3.2. Implementation Details

The proposed semantic-aware transmission system is implemented using TensorFlow 2.10.0 and trained on an NVIDIA RTX 2080 Ti GPU. The training configuration is as follows:

Batch size: 64
Loss/cost function: MSE
Optimization: RMSProp
Learning rate: 0.0005
Training epochs: 750
Fading model: Rayleigh
Training SNR: 8 dB

The semantic encoder consists of following components as shown in Table 1:

A semantic feature extraction network, comprising two 2D CNN layers followed by five Squeeze-and-Excitation Residual Network (SE-ResNet) blocks, which extract meaningful speech representations.
A semantic compression module, consisting of two 2D CNN layers, which efficiently reduces redundant information before encoding.
A quantization module, which maps the compressed semantic representations to a finite set of discrete values before modulation.

We use SE-ResNet blocks as they are commonly implemented in semantic speech encoding in the literature [26]. Thanks to their attention-based and excitation mechanism, SE blocks adaptively facilitate feature extraction with essential speech information.
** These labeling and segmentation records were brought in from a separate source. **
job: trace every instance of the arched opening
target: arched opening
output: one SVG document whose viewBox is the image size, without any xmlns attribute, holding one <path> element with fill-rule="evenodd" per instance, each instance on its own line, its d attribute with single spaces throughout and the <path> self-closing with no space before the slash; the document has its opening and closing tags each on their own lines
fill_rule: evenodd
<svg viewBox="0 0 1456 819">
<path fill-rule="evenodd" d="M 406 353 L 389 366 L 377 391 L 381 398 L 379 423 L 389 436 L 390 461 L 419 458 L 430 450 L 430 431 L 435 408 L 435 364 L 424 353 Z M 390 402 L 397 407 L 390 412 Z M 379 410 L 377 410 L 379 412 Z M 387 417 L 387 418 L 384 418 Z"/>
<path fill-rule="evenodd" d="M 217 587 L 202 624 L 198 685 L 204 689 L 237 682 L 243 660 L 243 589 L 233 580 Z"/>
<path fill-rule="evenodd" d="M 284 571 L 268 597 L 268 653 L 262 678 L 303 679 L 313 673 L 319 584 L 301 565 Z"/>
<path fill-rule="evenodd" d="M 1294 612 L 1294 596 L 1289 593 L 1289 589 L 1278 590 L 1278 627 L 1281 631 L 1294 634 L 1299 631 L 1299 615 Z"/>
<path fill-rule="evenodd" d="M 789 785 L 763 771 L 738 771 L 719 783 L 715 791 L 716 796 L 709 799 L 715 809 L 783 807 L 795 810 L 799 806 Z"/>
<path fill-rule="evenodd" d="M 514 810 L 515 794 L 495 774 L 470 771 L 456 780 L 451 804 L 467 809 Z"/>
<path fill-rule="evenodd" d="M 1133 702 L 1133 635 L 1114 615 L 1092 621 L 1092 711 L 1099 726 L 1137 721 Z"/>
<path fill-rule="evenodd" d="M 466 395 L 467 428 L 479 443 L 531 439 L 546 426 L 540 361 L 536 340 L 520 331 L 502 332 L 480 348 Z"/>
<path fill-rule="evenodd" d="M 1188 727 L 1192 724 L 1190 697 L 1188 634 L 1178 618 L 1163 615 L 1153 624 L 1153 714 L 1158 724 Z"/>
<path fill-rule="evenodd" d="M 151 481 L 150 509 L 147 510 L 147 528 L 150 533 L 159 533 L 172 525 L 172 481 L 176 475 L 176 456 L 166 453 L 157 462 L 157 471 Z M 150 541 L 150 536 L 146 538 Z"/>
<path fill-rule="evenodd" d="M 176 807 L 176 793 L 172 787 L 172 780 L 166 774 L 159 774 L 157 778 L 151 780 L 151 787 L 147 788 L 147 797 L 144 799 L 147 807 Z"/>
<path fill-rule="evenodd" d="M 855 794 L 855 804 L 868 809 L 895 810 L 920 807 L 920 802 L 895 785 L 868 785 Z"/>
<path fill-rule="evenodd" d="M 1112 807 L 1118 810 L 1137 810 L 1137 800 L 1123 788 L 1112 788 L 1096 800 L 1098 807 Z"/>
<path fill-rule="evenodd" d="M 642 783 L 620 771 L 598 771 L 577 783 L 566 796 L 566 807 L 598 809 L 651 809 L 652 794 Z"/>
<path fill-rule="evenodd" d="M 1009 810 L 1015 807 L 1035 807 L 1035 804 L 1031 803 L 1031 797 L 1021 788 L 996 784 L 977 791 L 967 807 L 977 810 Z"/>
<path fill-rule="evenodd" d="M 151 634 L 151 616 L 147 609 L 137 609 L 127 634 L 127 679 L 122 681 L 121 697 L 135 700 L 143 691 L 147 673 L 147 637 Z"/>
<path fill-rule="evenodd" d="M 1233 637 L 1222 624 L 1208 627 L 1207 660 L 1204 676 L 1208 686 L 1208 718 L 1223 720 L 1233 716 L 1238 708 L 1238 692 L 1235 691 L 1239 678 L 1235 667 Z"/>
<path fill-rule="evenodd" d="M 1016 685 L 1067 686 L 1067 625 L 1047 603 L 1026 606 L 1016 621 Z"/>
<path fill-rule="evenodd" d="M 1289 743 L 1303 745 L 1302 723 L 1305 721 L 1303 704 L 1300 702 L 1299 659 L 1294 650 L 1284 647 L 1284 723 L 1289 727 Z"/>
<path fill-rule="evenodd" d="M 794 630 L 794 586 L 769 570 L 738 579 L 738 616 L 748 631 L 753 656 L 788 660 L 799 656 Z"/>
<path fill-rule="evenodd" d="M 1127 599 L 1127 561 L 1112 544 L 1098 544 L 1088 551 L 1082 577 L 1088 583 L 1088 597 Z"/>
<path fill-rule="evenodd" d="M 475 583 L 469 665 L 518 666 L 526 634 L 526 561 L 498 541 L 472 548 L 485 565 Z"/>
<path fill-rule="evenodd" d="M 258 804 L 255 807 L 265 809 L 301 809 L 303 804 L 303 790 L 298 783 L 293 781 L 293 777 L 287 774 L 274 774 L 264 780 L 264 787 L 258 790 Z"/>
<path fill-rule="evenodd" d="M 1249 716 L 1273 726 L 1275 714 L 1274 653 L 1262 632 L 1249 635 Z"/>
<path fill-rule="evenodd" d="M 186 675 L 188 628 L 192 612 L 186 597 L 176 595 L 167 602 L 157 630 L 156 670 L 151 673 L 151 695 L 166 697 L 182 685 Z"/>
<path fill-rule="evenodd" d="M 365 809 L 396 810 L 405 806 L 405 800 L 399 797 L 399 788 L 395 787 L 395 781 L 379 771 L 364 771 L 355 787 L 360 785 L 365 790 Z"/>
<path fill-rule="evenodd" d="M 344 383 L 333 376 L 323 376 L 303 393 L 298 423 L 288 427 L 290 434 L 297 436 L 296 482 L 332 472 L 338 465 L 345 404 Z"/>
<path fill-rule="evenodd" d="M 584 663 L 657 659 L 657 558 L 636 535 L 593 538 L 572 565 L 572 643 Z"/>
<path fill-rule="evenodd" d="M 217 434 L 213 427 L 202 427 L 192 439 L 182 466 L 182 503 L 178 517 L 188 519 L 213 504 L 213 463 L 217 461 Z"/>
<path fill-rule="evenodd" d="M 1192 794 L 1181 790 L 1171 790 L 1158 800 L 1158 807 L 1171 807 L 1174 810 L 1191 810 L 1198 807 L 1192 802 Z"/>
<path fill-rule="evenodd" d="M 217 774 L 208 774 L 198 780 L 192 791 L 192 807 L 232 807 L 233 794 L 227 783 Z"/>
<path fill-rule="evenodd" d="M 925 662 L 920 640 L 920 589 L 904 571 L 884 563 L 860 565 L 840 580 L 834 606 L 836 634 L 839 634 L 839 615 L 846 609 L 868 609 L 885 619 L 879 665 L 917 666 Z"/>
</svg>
The selection of hyperparameters, including the training SNR of 8 dB and the number of filters, was based on empirical tuning in place of an exhaustive grid search. This work mainly aims to demonstrate a proof of concept, and these hyperparameters were chosen as reasonable settings rather than globally optimized values. Future work could further refine these choices using hyperparameter search methods.

In the semantic compression module, the first 2D CNN layer employs a ReLU activation function, while the second layer does not incorporate any activation function. At the receiver, a symmetric architecture is employed for semantic decoding, where the semantic expander reconstructs feature dimensions before the semantic interpreter synthesizes the speech waveform. The first 2D transposed CNN layer in the semantic expander operates without an activation function, whereas the second layer applies the ReLU activation function. Through our empirical analyses, this configuration resulted in the lowest reconstruction error. The last layer of the semantic compressor is designed without an activation function to ensure semantic information remains within an appropriate range [11,27]. Notably, we determined that omitting activation functions in specific layers led to the best performance in our case. In particular, the second layer of the semantic compressor and the first layer of the semantic expander achieved the best results without activation functions. Additionally, the output of the semantic interpreter showed improved performance when no activation function was applied. The training phase of the proposed system differs from conventional communication models as it does not involve explicit channel encoding, modulation, or decoding operations. These traditional signal processing components are inherently non-differentiable, which makes them unsuitable for the backpropagation-based optimization commonly used in deep learning models [13]. The conventional transmission system follows a standard digital communication approach, as summarized in Table 2.

We compare our proposed digital semantic-aware system against the conventional approach as shown in Table 2. It is important to note that the conventional system under discussion is maintained in its current form within the proposed new system.

To objectively assess the accuracy of reconstructed speech signals, we analyze SDR, PESQ, and STOI at various SNR levels, which measure how well the system preserves both the structure of the signal and its perceptual quality under different channel conditions. The following figures illustrate the performance evaluation in AWGN, Rayleigh, and Rician (K = 5) channels, using SDR, STOI, and PESQ metrics.

Figure 3 shows the SDR comparison, indicating that the proposed system is better equipped to handle multipath fading, leading to improved signal clarity and lower distortion in Rayleigh and Rician channels. Figure 4 illustrates the STOI results, showing that the proposed system achieves slightly higher intelligibility scores in fading environments compared to the traditional system. However, under AWGN, the conventional method remains better. Figure 5 presents the PESQ scores, demonstrating that while traditional methods perform well under AWGN, the proposed system provides better perceptual quality under severe channel impairments.

Next, we visually compare the performance of the proposed and conventional models through spectrograms for a sample speech signal. Figure 6 illustrates the spectrograms of the original speech signal, while Figure 7 and Figure 8 present the spectogram of reconstructed speech signals under Rician and Rayleigh fading channels for both the proposed and conventional models. These visualizations demonstrate the effectiveness and robustness of our model in preserving spectral features within fading environments, outperforming conventional methods by maintaining critical spectral content.

4. Discussion

The results indicate that under AWGN conditions, the conventional system outperforms the proposed system when the SNR level is higher than 8 dB. However, under fading channels, the proposed semantic-aware system outperforms the conventional approach from low to high-mid SNR regions, demonstrating improved robustness against multipath fading effects. This highlights the ability of semantic-aware transmission to preserve intelligibility and perceptual quality even in highly degraded conditions.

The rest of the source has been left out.